Y así les va. No ha habido ni un solo presidente de la democracia que haya salido normal de Moncloa. No cuento a Suárez que, más que rodeado de pelotas, estaba acorralado por profesionales del lanzamiento de cuchillos. Comenzando en el 82, tendremos que convenir en que a Felipe se le fue la pinza en su segunda legislatura, a Aznar, no digamos, y a ZP, que venía ya dislocado de serie, los segundos cuatro años de Moncloa le hicieron perder aquella baraka milagrosa que le acompañó en sus primeros años al frente del PSOE. En sus últimos meses como presidente, Zapatero iba por el país con cara de boxeador sonado sin entender muy bien qué le estaba pasando. Rajoy ya en su primera legislatura ha mostrado signos de desvarío, pero, a pesar de sus plasmas y aquella frase maravillosa sobre los papeles de Bárcenas: ““no es cierto, salvo alguna cosa, que es lo que han publicado los medios de comunicación”, aún mantiene el tipo decentemente. Pero no tardará en desvariar, especialmente si, el año que viene, renueva su mayoría y se mantiene otros cuatro años más en Moncloa.
No estoy diciendo con esto que haya que ser agresivo con los jefes. Yo mantengo hoy relación de buena amistad con la mayoría de jefes que he tenido y eso que, en su día, con todos ellos tuve broncas de esas de acabar en la cola del paro. Pero sí creo que todos los jefes necesitan tener al lado al menos a una persona que les diga lo que nadie se atreve a decir. Recuerdo que mi padre siempre nos hablaba de esto y nos contaba que, en su banco, el único que le decía las cosas a la cara y sin cortarse era su chófer; Sebastián, un manchego adorable que le mantenía al corriente de lo que decía la tropa. Con Sebastián vivió mi padre una de esas situaciones de comedia del realismo italiano. Había muerto el director de una de las sucursales del banco y acudió mi padre al entierro.

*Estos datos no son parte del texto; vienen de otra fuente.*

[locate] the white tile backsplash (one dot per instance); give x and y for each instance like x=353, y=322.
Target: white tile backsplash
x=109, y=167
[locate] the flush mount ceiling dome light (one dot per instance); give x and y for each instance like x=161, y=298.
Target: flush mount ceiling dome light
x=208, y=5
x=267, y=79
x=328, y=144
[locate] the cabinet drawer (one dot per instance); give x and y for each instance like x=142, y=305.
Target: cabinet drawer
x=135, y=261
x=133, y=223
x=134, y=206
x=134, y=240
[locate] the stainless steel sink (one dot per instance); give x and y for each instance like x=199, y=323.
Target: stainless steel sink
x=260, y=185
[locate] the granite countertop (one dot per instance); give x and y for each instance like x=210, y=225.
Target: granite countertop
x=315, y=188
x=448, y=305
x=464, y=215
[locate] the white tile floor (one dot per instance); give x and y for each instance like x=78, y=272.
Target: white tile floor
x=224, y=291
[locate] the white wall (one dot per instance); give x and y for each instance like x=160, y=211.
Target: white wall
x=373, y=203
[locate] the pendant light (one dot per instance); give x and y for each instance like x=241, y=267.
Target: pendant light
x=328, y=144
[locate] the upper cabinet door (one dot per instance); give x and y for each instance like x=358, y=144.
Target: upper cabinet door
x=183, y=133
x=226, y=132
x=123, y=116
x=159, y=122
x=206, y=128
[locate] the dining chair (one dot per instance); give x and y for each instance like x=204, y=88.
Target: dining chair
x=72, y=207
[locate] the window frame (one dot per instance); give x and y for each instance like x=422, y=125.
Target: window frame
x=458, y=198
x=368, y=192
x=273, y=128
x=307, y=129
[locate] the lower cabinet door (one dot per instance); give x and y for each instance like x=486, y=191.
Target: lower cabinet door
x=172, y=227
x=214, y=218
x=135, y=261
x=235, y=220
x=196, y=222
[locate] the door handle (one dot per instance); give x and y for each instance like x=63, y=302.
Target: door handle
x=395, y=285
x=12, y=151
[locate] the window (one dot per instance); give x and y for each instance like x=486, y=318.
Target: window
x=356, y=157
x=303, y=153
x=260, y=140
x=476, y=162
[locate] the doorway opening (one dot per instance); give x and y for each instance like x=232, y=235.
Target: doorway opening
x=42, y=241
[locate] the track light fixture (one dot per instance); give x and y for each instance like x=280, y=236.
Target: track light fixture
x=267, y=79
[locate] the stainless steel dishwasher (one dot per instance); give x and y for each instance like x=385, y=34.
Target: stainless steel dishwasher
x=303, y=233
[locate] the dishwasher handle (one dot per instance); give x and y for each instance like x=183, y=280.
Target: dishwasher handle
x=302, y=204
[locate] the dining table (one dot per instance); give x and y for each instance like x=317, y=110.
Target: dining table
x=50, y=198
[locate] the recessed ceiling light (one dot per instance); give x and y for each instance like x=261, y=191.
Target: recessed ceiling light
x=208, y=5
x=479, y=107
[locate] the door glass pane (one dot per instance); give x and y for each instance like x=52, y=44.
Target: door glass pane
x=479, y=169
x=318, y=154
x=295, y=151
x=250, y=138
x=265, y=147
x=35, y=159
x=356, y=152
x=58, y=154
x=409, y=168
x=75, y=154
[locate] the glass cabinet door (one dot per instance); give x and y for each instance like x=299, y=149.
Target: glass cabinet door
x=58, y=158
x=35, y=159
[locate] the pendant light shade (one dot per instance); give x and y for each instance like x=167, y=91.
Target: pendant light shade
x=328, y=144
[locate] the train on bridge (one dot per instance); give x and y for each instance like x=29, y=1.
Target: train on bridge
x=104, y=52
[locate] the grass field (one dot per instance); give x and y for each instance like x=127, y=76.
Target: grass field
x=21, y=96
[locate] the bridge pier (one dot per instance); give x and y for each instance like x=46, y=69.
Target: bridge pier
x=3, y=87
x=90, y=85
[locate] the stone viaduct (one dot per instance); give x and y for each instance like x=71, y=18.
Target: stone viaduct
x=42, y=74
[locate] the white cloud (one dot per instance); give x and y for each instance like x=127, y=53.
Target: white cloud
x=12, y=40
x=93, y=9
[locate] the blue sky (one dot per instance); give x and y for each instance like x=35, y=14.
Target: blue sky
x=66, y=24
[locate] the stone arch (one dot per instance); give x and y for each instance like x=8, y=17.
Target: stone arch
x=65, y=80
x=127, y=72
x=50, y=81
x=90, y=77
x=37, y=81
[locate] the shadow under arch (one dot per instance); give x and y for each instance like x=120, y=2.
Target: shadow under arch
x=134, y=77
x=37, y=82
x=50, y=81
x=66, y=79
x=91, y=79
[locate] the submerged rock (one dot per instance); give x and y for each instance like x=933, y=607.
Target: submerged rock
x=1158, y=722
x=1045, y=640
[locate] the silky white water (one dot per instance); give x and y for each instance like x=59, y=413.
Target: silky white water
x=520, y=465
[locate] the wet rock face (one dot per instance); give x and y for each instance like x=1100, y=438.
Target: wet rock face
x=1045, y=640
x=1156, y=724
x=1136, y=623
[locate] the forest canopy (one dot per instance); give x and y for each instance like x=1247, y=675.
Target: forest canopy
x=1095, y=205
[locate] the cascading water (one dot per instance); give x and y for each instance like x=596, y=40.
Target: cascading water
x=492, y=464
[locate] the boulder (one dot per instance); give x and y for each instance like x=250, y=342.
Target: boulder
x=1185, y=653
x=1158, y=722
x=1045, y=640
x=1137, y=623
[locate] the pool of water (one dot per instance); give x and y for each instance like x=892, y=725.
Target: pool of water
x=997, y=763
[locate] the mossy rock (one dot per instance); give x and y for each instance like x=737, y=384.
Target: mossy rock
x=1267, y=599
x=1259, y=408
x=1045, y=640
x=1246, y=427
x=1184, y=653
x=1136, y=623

Cuando estaban bajando el féretro a la tumba, una de las cuerdas se rompió, el ataúd cayó violentamente y la tapa se partió. Ante el estupor de todos, el señor Morales quedó en el suelo, hasta que Sebastián bajó a la fosa, lo cogió como pudo y lo volvió a introducir en su caja. En el trayecto de vuelta, por la impresión, ni mi padre ni Sebastián dijeron nada hasta que entraron en el ascensor del banco. Cuando estaban llegando a su planta sentenció el chófer: “Don Javier, vaya muertazo que ha pegado el pobre Morales”. Y, aunque no tenía ninguna gracia, se tiraron riéndose semanas. No digo que haga falta una franqueza manchega tan obvia, pero seguramente si Sebastián hubiera estado en el equipo del Ministro de Interior, Fernández Díaz habría contado hasta diez antes de convertir a Cataluña en Al-Cataluñistán.